Figure 12 (right) shows the comparison of the concurrent kernel execution, with MK = 4, combined with the values proposed in [10], with respect to one of the CUDA recommended values for each kind of APSP kernel on the GPU GeForce GTX 480, with only one kernel per time. The use of the concurrent kernel layer and the optimization tuning reduces the execution time for our test case up to 12 %.

8 Conclusions and Future Work

In this paper we propose TuCCompi, a multilayer abstract model that helps the programmer to easily obtain flexible and portable programs that automatically detect at run-time the available computational resources and exploits hybrid clusters with heterogeneous devices. This model offers to the programmer a transparent and easy mechanism to select the optimal values of GPU configuration parameters just characterizing the nature of the kernels. Any parallel application that can be devised as a collection of non-dependent tasks working on shared data-structures can be exploited with the TuCCompi model.

Compared with previous works, TuCCompi adds a novel parallel layer to the traditional parallel dimensions, with the automatic execution of concurrent kernels in a single GPU. Additionally, it squeezes even more the computational power of the GPUs by applying optimal values for runtime configuration parameters, such as the threadblock size. For our test case, the use of these both new layers leads to performance improvements of up to the 12 %. Thus, these new layers turn out very significant for heterogeneous clusters with GPUs.

The model is designed to provide a mechanism of plug-ins, in order to easily change: (1) The algorithms to be deployed; (2) the scheduling policies of the tasks; and (3) the parameter values for optimal configurations of different GPU architectures, without making any change in the model. The use of this model exploits even the less powerful devices of a heterogeneous cluster, and it correctly scales if more computational units are added to the environment, with a communication overhead less than one percent of the total execution time.

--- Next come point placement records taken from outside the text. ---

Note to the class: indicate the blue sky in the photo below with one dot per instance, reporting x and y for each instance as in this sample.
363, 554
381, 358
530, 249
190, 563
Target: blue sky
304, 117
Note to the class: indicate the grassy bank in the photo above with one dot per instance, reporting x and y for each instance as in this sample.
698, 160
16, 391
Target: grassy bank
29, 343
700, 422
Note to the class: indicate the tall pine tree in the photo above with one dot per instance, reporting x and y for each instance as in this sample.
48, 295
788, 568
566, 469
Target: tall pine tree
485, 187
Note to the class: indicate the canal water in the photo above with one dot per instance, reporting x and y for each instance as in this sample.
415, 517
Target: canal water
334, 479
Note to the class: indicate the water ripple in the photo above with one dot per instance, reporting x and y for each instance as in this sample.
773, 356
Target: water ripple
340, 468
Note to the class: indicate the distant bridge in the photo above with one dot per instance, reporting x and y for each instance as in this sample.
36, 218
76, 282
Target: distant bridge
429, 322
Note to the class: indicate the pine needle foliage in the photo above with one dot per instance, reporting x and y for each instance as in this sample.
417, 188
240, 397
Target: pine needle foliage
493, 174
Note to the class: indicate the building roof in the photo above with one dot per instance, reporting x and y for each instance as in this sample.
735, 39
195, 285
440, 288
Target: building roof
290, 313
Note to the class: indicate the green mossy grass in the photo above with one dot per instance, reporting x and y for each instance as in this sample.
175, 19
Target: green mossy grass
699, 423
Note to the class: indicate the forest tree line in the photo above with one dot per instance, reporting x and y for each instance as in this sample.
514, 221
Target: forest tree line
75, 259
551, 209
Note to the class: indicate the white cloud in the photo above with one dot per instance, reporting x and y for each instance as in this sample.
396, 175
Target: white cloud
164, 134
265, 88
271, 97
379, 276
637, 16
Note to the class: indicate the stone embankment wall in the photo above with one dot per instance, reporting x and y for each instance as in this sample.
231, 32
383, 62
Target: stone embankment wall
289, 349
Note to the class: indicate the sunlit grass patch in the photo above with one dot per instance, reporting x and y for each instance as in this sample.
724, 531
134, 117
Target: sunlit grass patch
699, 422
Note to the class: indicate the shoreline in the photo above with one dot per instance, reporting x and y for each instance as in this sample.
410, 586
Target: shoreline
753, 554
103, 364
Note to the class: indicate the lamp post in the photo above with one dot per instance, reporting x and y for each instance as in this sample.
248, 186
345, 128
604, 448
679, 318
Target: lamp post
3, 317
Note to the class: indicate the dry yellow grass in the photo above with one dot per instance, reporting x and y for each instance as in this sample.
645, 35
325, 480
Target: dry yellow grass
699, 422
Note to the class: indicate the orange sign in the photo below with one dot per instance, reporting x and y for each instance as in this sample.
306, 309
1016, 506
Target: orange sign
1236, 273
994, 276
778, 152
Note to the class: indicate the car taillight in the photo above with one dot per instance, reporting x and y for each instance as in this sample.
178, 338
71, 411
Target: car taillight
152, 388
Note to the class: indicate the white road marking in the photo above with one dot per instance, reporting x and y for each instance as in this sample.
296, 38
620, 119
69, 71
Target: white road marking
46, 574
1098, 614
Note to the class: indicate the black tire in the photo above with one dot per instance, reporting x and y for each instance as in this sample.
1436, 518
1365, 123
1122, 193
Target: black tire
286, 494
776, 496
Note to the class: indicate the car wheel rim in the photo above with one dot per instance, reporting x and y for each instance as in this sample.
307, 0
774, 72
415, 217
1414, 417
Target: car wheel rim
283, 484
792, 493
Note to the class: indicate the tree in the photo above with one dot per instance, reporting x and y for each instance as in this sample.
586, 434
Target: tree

Our future work includes the implementation and testing of new scheduling plug-ins for new kinds of applications, also including problems with data-dependencies, and for specific data partition and data distribution schemes, needed in problems with larger input data sets. Regarding the concurrent kernel layer, we plan to incorporate an optional autotuning behavior that allows the framework to find the optimal number of kernels to be deployed during the execution.